Entre las prioridades de la revolución ciudadana ocupa un lugar muy destacado transformar a las autoridades políticas, es decir, a quienes nos gobiernan, en seres intocables, innombrables, merecedoras de un respeto y una cuasi veneración absoluta. Salimos de una larga noche para caer en otra.
La revolución ciudadana, qué duda cabe, cojea del lado político, de su manera autoritaria y conservadora de concebir las relaciones entre la sociedad y sus gobernantes. Aspiran nuestros revolucionarios a una devoción social a su presencia y a su trabajo, como muestran las reformas propuestas por el Ejecutivo al Código Penal. El mensaje resulta muy claro: ¡mucho respeto a las autoridades! La propuesta, que el presidente Correa definió como modernizadora en una de sus cadenas sabatinas, refuerza tanto la protección al honor y a la dignidad de las autoridades políticas, que será mejor callarse o simplemente escribir loas a su favor para no ir preso. Una lista larga de lo que se considerará injurias calumniosas, no calumniosas, graves y leves, con sus respectivas penas, se refuerza en el proyecto. Son tan subjetivas las categorías incluidas, que todos los ciudadanos tomaremos enormes riesgos en el momento de referirnos a una autoridad. Podremos ir presos hasta tres años si una afirmación se considera injuria calumniosa; y entre seis meses y dos años si, para consuelo del comentarista, su injuria se considera no calumniosa pero sí grave.

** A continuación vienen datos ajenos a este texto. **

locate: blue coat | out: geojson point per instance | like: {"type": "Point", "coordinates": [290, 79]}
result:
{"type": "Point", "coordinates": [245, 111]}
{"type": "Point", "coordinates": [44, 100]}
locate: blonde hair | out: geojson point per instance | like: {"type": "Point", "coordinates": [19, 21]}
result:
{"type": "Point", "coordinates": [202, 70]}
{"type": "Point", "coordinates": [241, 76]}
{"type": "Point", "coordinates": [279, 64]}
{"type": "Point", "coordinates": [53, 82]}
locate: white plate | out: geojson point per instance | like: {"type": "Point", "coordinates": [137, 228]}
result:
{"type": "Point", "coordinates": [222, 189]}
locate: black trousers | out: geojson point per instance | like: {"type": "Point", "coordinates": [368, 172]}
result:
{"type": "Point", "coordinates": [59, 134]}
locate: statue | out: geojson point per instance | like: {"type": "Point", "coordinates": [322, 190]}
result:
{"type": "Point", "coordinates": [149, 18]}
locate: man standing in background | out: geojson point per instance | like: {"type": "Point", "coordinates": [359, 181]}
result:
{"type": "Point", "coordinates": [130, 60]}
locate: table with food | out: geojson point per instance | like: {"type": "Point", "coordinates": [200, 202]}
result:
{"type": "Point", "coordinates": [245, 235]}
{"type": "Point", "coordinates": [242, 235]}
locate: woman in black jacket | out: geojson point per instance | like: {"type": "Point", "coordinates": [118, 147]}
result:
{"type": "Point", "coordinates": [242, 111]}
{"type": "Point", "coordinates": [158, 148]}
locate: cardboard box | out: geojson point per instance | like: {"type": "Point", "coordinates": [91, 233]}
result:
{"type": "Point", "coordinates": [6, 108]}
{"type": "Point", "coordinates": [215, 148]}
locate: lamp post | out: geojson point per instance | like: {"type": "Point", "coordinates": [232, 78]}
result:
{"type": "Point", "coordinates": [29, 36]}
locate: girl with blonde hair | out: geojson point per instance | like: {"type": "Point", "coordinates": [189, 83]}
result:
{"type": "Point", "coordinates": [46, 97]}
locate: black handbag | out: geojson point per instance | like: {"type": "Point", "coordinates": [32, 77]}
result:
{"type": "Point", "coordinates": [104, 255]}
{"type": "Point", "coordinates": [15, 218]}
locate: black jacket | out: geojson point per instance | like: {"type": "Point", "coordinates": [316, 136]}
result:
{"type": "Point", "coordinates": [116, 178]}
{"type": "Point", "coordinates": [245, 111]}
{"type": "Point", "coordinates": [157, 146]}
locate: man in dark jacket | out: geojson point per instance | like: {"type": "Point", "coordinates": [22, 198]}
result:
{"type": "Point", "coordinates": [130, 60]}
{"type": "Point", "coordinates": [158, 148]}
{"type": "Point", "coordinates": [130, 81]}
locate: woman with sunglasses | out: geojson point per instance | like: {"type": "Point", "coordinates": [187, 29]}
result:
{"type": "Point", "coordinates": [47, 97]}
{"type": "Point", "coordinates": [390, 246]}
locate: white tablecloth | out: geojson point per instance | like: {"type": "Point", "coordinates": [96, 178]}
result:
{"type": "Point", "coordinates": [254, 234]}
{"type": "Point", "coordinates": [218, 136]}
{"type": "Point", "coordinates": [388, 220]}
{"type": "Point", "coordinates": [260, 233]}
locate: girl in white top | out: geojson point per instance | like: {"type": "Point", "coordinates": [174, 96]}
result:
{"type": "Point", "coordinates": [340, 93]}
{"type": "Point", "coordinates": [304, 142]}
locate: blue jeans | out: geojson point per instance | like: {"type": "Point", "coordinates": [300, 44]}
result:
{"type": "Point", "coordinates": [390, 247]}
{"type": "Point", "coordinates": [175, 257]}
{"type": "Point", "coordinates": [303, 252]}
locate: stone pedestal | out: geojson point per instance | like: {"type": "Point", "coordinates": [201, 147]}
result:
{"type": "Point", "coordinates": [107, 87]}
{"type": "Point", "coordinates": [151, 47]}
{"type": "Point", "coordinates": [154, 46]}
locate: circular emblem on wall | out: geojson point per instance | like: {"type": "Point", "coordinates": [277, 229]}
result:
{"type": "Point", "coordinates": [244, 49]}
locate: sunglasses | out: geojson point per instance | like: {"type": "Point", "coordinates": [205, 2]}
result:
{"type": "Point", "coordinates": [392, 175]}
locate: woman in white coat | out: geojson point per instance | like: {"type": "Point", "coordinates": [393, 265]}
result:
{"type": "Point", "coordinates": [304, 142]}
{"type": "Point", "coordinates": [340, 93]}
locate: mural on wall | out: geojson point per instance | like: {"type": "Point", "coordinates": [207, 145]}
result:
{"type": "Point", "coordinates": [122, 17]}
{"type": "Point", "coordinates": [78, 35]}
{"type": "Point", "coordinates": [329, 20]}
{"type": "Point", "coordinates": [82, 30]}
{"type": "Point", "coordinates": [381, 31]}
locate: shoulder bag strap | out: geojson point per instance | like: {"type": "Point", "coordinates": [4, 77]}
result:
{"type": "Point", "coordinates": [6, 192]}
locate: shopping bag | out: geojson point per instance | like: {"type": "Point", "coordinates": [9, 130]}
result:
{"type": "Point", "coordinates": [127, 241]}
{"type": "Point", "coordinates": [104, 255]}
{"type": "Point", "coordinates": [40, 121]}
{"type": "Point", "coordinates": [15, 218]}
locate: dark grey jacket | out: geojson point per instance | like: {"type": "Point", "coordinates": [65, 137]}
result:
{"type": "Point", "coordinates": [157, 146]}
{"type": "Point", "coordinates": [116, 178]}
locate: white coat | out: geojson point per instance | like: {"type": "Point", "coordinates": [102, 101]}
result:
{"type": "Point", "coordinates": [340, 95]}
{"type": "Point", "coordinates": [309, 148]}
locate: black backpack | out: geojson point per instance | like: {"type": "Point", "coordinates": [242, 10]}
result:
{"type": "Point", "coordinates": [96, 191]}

El honor y la dignidad de nuestros gobernantes se protegen frente al “descrédito, la deshonra y el menosprecio”. Qué susceptibles, ¿no? Cuidado se le ocurra a usted decir algo que pudiera ser interpretado como malévola insinuación de algún vicio o falta de moralidad que perjudique la fama, el crédito o el interés del agraviado, porque puede terminar con sus huesos en la cárcel. Va tan lejos el deseo de proteger a las autoridades, que podrán ser sancionados con prisión quienes recurrieran a expresiones -vean esta maravilla- “tenidas en el concepto público por afrentosas”. Desde ese concepto, una ironía, una tomadura de pelo, una pequeña burla, incluso una broma, podría ser tomada como afrentosa. La cárcel le espera a cualquier persona que haya injuriado a nuestras autoridades en “lugares públicos”, definidos en la reforma como toda concentración de 10 o más individuos; o a través de medios escritos, impresos o no, imágenes o emblemas fijados, distribuidos o vendidos. Todo esto, que resulta difícil de imaginar en una sociedad medianamente tolerante y democrática, consta en las reformas propuestas. A tanta perla, el presidente llama modernizar las normas penales. Yo preferiría llamarlas formas delirantes y ultraconservadoras de concebir a la autoridad, por medio de las cuales pretenden la sumisión de la sociedad a sus gobernantes, convirtiéndolos en unas figuras sacras, intocables.